2021年11月11日
青山学院大学、速報実証衛星「ARICA」がJAXAのイプシロンロケット5号機に搭載
青山学院大学は9日、同大学理工学部物理科学科坂本研究室で開発した10cm角の超小型衛星 ARICA(ありか) が、JAXAの革新的衛星技術実証2号機としてイプシロンロケット5号機に搭載され、内之浦宇宙空間観測所から打ち上げられたと発表した。
JAXAの「革新的衛星技術実証プログラム」は、2年に1回、計7回の打ち上げ実証を予定しており、今回が2回目となる。同プログラムは、大学・研究機関・民間企業等が開発した部品や機器、超小型衛星、キューブサットに宇宙実証の機会を提供するプログラムで、同研究室が開発した速報実証衛星「ARICA」が革新的衛星技術実証2号機の実証テーマとして採択された。

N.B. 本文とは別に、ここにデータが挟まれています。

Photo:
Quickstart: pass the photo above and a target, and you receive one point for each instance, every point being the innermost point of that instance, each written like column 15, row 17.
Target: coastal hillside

2017年に天文学者らが中性子星同士の合体に伴った重力波からの光の観測に初めて成功し、重力波天文学の幕開けとなったが、その光は突然明るくなり、時間とともに暗くなる突発天体と呼ばれる天体からのものだった。このように突発天体の研究は最先端の科学に直結しているが、突発天体は時間とともにすぐに暗くなってしまうため、明るいうちに世界中の研究者に速報し、様々な望遠鏡を用いた詳細な観測につなげることが鍵となっている。しかし、地球を周回する科学衛星に搭載された観測機器で発見された突発天体を即座に速報するには、国の研究機関などが所有するデータ通信衛星の利用や多くの地上局の設置などが必要で、大きなハードルとなっている。
そこで同研究室では、現在利用可能な民間衛星通信に着目し、小型な民間衛星通信端末を10cm角の超小型衛星に搭載。突発天体の速報システムの実証実験を行った。同実証実験に成功すると、速報が必須な突発天体の観測を主目的とした将来衛星計画において手軽で、信頼性の高い速報システムの利用への道が開かれる。
ARICA衛星の全体設計、搭載する基板の設計、衛星の電源やセンサー周りの制御システム開発、ガンマ線検出器の開発、通信端末の制御システム開発など全てにおいて学生主導で行われた。また、2021年4月の JAXA 宇宙科学研究所の施設での衛星の熱真空試験、5月と7月の九州工業大学の施設を利用した振動・衝撃試験を経て、8月中旬にロケット側への衛星の引き渡しを完了した。熱真空試験においては5人の学生が、そして、振動・衝撃試験や衛星の引き渡し作業においては2人の学生が参加。打ち上げ後、衛星から送られてくるデータを可視化するためのプログラム開発も学生が中心となって行っている。